Students and working professionals who were living in co-living spaces are still waiting for the refund of their security deposits.
Bangalore: Many people who used to live in co-living spaces are still waiting for the refund of their security deposits which they were supposed to get when moving out.
Co-living spaces are a modern form of communal living where people get well-furnished private rooms with attached bathrooms while they share common. They are more popular in areas where students and working professionals migrate. Such places are affordable and flexible as various amenities are available.
But students or working professionals who move out of such co-living spaces are struggling to get their security deposits back. According to residents, co-living spaces take a security deposit between Rs.22,000 to Rs.25,000 while moving in but refuse to pay the full amount back or do not pay the money at all.
Manvi Jauhari, a 23-year-old working professional with a media firm, shared her experience with a co-living space called FF21. “It is pretty misleading. They take an unreasonably high amount of deposit and they do not give it back despite saying that they will do it. As per the agreement they said they will give it in a bit. But it’s been five months now but they haven’t.”
She also said that after a certain period the people at the sales department stopped answering her calls or replying to her mails. Manvi is still waiting to get her Rs. 12,500 deposit back.
According to the reviews on various platforms, the customers are happy with the amenities and facilities that these spaces provide. But when it comes to the refunding process, the reviews are not as good.
“We follow the agreement process thoroughly. We are doing business here and we are not running away with the people’s money. If the people complete the notice period then we will give back the money and it is also mentioned in the agreement. But people sometimes, leave the place before completing the notice period and expect us to give the full amount,” says Vaibhav Vyas, the sales and marketing head of Colive.
The police, who is the regular mediator of such, said that they do not file FIRs in such cases as it is a non-cognizable offence. According to the police, even though few FIRs were filed, they have visited co-living spaces a lot during the lockdown to sort out disputes.
Chitra, a property lawyer says, “It is very important to have proper agreement contract between the tenant and the owner. All the clauses should be mentioned in the agreement. Such cases are not criminal cases and hence, police can’t take any action. A lawsuit has to be filed and then the procedure begins.”

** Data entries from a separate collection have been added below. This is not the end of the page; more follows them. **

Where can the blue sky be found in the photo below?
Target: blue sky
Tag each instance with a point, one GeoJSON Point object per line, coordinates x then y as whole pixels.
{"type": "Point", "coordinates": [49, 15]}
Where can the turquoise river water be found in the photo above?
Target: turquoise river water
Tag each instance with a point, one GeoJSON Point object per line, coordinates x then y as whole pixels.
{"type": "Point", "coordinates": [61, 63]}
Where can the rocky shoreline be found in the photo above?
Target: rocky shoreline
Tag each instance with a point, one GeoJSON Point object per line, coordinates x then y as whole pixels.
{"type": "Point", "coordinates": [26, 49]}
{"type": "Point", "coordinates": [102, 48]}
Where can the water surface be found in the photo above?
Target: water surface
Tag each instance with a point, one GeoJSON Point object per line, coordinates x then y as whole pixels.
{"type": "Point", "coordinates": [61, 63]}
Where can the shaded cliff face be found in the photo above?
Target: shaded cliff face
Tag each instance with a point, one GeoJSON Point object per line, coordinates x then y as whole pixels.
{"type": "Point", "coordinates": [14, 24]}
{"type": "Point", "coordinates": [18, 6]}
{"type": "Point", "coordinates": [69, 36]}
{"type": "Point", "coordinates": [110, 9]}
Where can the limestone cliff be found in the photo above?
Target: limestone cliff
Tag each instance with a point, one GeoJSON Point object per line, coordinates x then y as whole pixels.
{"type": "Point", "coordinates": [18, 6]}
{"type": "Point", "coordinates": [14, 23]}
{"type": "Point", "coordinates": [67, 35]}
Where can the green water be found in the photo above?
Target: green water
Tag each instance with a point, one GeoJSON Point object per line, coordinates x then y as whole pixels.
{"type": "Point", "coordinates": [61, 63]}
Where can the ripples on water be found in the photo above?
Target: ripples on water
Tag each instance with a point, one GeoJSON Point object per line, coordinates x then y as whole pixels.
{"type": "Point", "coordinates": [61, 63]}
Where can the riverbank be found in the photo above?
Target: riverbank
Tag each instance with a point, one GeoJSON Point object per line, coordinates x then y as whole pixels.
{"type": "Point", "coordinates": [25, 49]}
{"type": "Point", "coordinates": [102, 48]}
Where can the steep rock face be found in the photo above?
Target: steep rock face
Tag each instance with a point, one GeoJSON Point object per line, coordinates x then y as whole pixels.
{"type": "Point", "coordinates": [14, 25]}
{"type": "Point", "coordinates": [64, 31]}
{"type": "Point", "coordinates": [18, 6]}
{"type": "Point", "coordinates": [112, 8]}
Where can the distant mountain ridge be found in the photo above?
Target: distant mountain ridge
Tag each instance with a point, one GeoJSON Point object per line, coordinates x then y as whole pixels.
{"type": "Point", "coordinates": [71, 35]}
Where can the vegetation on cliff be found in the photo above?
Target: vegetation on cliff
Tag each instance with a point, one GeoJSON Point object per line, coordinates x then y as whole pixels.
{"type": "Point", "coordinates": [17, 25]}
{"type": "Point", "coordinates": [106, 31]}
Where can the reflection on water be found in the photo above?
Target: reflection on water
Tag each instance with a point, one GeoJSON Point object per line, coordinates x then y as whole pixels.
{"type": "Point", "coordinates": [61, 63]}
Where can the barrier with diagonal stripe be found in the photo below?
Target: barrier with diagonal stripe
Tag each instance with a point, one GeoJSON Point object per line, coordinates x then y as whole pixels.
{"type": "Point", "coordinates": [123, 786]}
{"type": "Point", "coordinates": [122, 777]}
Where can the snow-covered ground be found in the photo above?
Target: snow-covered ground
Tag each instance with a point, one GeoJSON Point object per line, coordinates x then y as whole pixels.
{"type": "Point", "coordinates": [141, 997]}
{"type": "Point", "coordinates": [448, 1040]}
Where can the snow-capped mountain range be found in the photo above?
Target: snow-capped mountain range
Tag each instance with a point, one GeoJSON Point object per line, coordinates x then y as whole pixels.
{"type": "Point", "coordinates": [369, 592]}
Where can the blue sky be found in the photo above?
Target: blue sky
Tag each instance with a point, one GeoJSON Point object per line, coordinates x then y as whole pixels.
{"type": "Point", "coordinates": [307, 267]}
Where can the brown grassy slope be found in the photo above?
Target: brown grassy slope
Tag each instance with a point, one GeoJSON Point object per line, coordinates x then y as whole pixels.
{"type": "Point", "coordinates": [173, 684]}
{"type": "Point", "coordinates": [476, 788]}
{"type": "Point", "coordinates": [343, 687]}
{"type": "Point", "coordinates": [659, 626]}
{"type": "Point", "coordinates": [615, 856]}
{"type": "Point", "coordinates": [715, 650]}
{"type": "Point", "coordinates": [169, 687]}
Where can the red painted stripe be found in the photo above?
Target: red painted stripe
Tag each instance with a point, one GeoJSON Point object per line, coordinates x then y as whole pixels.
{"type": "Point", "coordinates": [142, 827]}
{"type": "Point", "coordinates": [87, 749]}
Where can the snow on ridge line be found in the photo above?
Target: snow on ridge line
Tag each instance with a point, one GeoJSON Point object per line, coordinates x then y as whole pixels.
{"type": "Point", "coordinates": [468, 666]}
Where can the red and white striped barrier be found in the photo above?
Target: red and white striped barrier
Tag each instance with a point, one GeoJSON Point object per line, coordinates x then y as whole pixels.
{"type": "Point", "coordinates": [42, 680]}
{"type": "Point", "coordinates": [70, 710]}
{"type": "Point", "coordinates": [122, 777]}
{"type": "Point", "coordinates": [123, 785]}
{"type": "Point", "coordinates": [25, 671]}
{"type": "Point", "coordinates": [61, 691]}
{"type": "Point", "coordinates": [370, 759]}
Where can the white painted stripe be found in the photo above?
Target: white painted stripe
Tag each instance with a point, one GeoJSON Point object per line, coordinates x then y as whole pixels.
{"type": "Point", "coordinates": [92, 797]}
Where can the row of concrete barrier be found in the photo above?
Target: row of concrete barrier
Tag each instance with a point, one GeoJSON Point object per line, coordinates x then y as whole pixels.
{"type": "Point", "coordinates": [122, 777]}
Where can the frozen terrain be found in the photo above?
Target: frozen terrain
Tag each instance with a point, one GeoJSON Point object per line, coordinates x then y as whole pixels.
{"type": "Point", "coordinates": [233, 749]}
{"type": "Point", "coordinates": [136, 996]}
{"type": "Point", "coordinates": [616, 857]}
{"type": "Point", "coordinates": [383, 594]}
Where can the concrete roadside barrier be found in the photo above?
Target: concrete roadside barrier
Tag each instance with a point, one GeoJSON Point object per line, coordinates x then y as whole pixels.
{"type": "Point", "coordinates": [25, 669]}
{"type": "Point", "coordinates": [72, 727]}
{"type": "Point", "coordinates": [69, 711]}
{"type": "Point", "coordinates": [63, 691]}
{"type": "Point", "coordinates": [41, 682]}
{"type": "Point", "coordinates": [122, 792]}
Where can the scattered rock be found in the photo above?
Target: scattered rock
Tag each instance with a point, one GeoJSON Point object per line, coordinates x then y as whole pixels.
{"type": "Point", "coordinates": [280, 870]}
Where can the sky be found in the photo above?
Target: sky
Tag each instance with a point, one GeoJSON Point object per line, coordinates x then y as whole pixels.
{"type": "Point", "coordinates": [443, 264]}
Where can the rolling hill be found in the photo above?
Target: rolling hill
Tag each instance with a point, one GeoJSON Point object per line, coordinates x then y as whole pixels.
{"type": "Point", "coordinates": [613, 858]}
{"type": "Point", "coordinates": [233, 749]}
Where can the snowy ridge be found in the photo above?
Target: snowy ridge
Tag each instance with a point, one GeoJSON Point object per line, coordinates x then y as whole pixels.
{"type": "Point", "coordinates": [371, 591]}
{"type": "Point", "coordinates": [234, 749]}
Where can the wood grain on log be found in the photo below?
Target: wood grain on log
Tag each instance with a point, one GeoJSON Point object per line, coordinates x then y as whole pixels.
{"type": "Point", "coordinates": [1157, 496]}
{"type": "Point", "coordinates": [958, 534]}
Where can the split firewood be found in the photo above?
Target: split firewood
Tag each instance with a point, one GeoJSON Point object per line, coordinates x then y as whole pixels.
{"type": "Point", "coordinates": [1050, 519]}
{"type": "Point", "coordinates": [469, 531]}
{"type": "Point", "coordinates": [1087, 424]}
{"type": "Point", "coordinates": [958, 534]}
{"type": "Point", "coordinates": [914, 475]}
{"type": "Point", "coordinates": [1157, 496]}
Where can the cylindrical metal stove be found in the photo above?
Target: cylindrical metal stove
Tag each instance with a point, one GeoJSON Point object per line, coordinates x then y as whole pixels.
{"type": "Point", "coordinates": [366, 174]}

According to the statistics of the Karnataka State Consumer Disputes Redressal Commission Bangalore, every month, around 7000 cases are filed in the consumer court against property owners. During the lockdown, the number of cases to do with housing had gone up because many tenants and paying guests went back to their home towns and the owners kept on asking for the rents. Because the tenants were being troubled by the owners, the government asked the courts to consider all such cases under the National Disaster Management Act of 2005.